FIGURE 1 | Relationship between the Eukarya and the Archaea, as inferred from 'three primary domains' and 'two primary domains' scenarios.

From the following article:

The origin of eukaryotes and their relationship with the Archaea: are we at a phylogenomic impasse?

Simonetta Gribaldo, Anthony M. Poole, Vincent Daubin, Patrick Forterre & Céline Brochier-Armanet

Nature Reviews Microbiology 8, 743-752 (October 2010)

doi:10.1038/nrmicro2426

The origin of eukaryotes and their relationship with the Archaea: are we at a phylogenomic impasse?
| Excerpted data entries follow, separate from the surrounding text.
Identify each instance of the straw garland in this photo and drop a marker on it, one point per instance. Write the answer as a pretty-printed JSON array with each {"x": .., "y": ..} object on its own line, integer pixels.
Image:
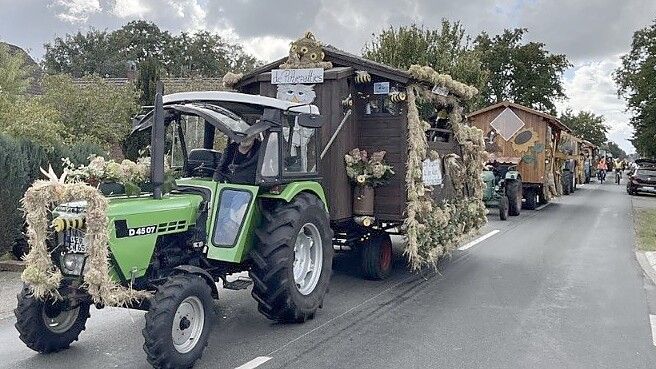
[
  {"x": 40, "y": 274},
  {"x": 433, "y": 229},
  {"x": 429, "y": 75}
]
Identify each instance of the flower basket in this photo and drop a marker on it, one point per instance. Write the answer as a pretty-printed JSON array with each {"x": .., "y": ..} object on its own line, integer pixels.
[
  {"x": 366, "y": 172},
  {"x": 363, "y": 200},
  {"x": 111, "y": 188}
]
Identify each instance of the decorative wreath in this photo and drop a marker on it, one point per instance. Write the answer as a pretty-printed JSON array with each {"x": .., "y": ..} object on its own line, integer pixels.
[{"x": 40, "y": 274}]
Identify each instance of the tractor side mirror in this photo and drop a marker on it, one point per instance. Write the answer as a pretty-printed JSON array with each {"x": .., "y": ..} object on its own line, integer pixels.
[{"x": 310, "y": 120}]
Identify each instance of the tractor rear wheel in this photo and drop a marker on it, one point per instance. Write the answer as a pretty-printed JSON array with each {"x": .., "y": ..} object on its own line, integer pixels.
[
  {"x": 503, "y": 208},
  {"x": 292, "y": 260},
  {"x": 514, "y": 194},
  {"x": 376, "y": 256},
  {"x": 48, "y": 326},
  {"x": 178, "y": 322}
]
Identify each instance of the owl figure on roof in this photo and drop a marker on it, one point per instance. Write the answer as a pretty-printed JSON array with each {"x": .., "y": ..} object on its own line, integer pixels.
[{"x": 306, "y": 52}]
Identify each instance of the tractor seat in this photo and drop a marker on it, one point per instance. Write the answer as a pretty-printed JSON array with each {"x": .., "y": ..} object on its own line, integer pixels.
[{"x": 203, "y": 162}]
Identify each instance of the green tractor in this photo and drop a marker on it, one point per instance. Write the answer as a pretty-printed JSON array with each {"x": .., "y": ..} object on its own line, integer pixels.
[
  {"x": 503, "y": 188},
  {"x": 254, "y": 207}
]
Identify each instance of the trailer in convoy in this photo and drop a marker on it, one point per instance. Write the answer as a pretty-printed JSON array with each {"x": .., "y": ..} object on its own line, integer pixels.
[
  {"x": 527, "y": 137},
  {"x": 366, "y": 105}
]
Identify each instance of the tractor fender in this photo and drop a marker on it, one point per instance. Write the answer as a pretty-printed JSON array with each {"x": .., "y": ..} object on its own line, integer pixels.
[
  {"x": 292, "y": 189},
  {"x": 190, "y": 269},
  {"x": 512, "y": 174}
]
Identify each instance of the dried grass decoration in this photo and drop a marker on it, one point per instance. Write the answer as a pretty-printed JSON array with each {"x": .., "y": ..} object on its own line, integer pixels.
[
  {"x": 434, "y": 229},
  {"x": 42, "y": 276}
]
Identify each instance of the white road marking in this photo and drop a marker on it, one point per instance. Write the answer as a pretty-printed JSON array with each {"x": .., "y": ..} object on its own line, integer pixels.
[
  {"x": 254, "y": 363},
  {"x": 480, "y": 239},
  {"x": 542, "y": 206}
]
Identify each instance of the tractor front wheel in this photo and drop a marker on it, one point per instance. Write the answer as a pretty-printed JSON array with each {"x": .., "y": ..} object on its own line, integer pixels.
[
  {"x": 292, "y": 260},
  {"x": 376, "y": 256},
  {"x": 48, "y": 326},
  {"x": 178, "y": 322}
]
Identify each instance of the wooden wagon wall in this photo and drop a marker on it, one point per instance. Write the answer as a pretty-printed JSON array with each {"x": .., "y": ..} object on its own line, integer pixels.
[
  {"x": 329, "y": 95},
  {"x": 531, "y": 172}
]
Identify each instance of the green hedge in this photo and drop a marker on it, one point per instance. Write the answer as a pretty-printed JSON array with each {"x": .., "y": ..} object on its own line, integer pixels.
[{"x": 20, "y": 160}]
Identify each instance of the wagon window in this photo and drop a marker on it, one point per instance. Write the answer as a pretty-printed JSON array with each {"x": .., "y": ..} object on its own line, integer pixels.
[
  {"x": 438, "y": 119},
  {"x": 379, "y": 104}
]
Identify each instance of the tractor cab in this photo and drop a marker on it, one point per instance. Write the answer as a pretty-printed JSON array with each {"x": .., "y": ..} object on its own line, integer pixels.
[
  {"x": 232, "y": 148},
  {"x": 237, "y": 138}
]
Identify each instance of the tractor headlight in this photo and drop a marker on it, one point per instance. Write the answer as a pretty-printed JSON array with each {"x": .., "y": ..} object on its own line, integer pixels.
[{"x": 73, "y": 263}]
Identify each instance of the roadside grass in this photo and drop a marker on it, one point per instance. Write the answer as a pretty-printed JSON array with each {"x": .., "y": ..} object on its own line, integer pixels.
[{"x": 646, "y": 229}]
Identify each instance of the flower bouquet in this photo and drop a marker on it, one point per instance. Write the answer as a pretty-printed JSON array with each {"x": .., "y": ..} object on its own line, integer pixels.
[
  {"x": 366, "y": 173},
  {"x": 113, "y": 178}
]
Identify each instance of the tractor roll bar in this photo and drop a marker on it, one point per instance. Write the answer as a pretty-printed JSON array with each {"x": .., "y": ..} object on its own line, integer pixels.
[{"x": 157, "y": 135}]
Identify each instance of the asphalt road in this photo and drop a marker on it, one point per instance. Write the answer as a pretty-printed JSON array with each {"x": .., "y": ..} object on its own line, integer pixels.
[{"x": 555, "y": 288}]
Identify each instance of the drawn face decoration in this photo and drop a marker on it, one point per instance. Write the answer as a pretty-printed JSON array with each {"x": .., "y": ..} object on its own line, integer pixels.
[{"x": 296, "y": 93}]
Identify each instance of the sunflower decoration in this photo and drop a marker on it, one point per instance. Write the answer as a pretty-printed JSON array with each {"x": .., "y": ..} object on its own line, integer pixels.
[
  {"x": 524, "y": 140},
  {"x": 306, "y": 52}
]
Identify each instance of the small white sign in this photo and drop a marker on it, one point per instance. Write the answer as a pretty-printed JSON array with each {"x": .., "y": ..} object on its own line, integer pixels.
[
  {"x": 381, "y": 88},
  {"x": 440, "y": 90},
  {"x": 293, "y": 76},
  {"x": 431, "y": 172}
]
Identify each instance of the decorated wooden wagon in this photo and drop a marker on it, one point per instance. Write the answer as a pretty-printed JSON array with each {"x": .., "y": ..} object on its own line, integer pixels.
[
  {"x": 395, "y": 154},
  {"x": 528, "y": 138}
]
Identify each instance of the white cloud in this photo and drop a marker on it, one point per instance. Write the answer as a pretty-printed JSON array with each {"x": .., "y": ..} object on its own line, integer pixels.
[
  {"x": 130, "y": 8},
  {"x": 76, "y": 11},
  {"x": 592, "y": 88},
  {"x": 267, "y": 48},
  {"x": 191, "y": 12}
]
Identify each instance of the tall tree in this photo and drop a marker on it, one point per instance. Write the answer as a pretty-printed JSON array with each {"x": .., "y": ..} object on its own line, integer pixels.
[
  {"x": 635, "y": 80},
  {"x": 586, "y": 125},
  {"x": 83, "y": 54},
  {"x": 106, "y": 53},
  {"x": 447, "y": 49},
  {"x": 524, "y": 73}
]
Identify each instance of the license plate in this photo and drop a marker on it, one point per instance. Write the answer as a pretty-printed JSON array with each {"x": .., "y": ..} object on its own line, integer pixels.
[{"x": 74, "y": 241}]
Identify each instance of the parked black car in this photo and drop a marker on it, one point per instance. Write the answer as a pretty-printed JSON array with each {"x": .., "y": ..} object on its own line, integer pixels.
[{"x": 642, "y": 179}]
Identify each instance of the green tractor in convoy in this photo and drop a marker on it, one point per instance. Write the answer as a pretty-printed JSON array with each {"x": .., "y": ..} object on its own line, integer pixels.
[
  {"x": 252, "y": 208},
  {"x": 503, "y": 188}
]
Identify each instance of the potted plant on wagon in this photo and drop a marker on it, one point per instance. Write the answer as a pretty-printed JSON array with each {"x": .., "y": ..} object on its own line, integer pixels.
[{"x": 366, "y": 173}]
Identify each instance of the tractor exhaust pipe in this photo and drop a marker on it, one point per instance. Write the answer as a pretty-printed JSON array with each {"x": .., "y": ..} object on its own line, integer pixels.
[{"x": 157, "y": 142}]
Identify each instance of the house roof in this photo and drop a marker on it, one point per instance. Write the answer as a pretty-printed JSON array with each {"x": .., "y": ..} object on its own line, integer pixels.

a | In the 'three primary domains' (3D) scenario, the Eukarya, Archaea and Bacteria form three primary domains, each with a specific most recent common ancestor (1, 2 and 3), and the Eukarya and Archaea are two distinct sister lineages, implying that they share an ancestor (4), the nature of which remains undetermined. The blue bar represents the emergence of specific eukaryotic features. Branch lengths and number of lineages within each domain are arbitrary. For simplicity, the root of the universal tree of life has been placed in the bacterial branch, but note that alternative rootings in the lineage leading to the Eukarya102, 103, 104 or within the Bacteria58, 105 have been proposed. This scenario implies that such an ancestor was very likely to be 'prokaryotic' in nature and to harbour all homologous features shared between the Archaea and the Bacteria (for example, it did not have a nucleus). However, this does not mean that this ancestor must have been archaeal in nature (for example, it did not have the typical lipids that define the Archaea today and that probably appeared along the stem leading to this domain). Invoking an archaeal ancestor for eukaryotes would ignore the possibility of evolution along the branch leading to the present-day Archaea. Furthermore, eukaryotic features may have been present in this ancestor and then lost in the branch leading to the Archaea, as some evidence suggests76, 106, 107. b | In the 'two primary domains' (2D) scenario, the Archaea and the Bacteria are the two primary domains, whereas the Eukarya is a secondary domain that arose from the merging of an archaeon and a bacterium (for simplicity, only the relationship between the Archaea and the Eukarya is shown here). In this scenario, the most recent ancestor of the Eukarya (1) derives directly from within the Archaea. Therefore, the most recent ancestor of the Archaea is also the most recent ancestor of the Archaea and the Eukarya (2,4). Note that, similarly to in the 3D scenario, in the 2D scenario there is also a stem along which the characters defining the modern Eukarya (blue bar) would have arisen, similarly to the 3D scenario.